Open source data warehousing models have a lot of advantages, the ability to scale horizontally and cheaply among them, but traditional warehousing techniques have their strengths as well, said Vipul Sharma, principal software engineer and engineering manager at Eventbrite, which itself manages terabytes of event and user information and uses a combination of MySQL and Hadoop databases, at GigaOM’s Structure:Data.
Open source solutions like the Hadoop distributed file system and HBase NoSQL database are justifiably the hot platforms in data warehousing, but MySQL and other more traditional enterprise data warehousing may still be optimal if a company has a good understanding of where it needs to scale and has big focus on security and reporting.
Hadoop’s open source community still hasn’t worked out the security kinks, and building the dashboards around reporting tools in Hadoop and Hbase is quite difficult, Sharma said. Security and reporting in enterprise data warehouse platforms are much better developed, he said.

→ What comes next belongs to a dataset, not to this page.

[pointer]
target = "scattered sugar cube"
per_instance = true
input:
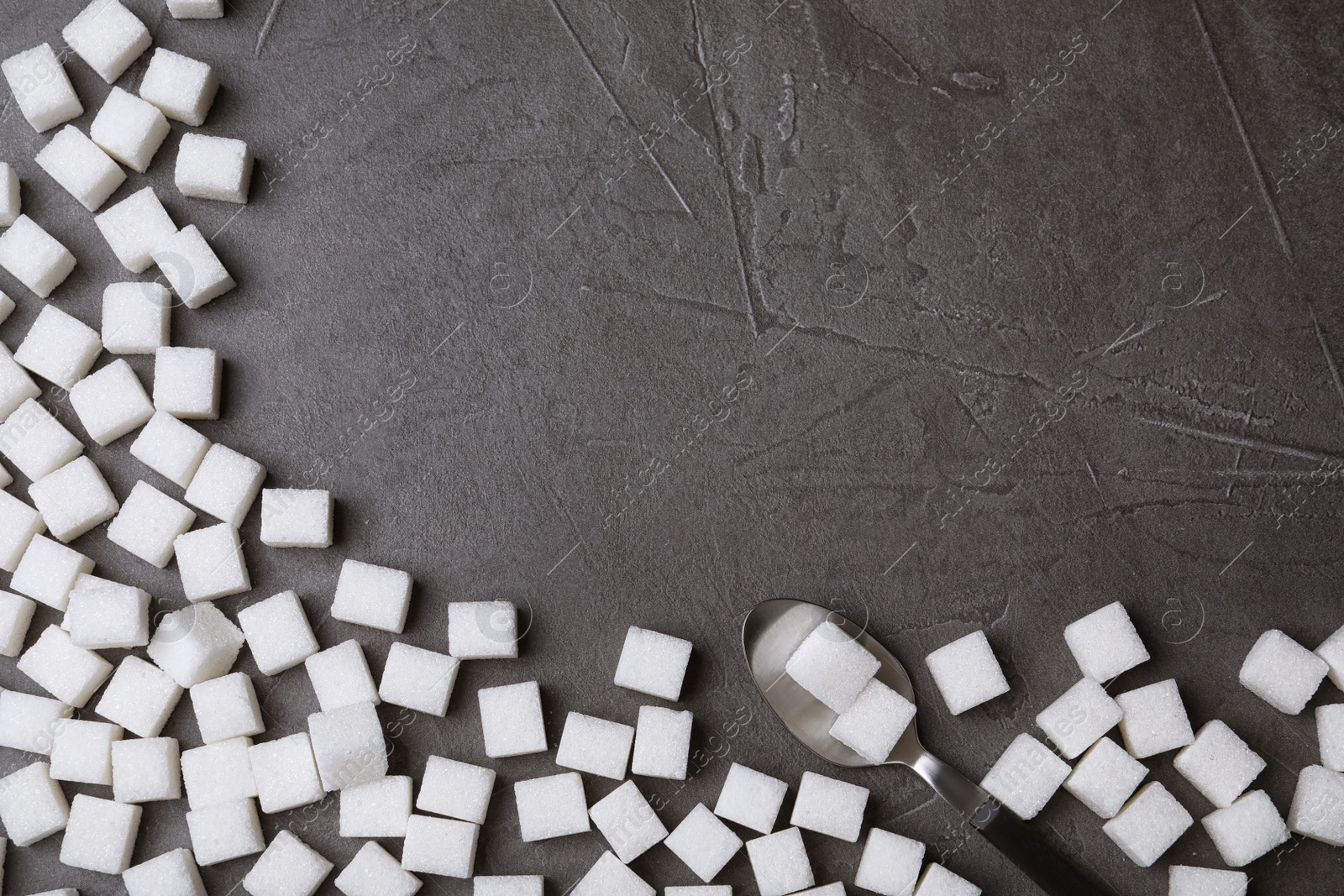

Sharma also cautioned companies that they must be willing to commit manpower to support their Hadoop clusters, otherwise they’re better off using a traditional warehouse solution.
“Since [Hadoop and Hbase] are very new, the entire code base has to mature a lot,” Sharma said. “So you end up having to do a lot of debugging yourself. You end up getting into the code base to understand what’s going on. … If you’re not willing to invest in a team around it, then probably Hadoop is not the best for you because the ecosystem is still maturing.”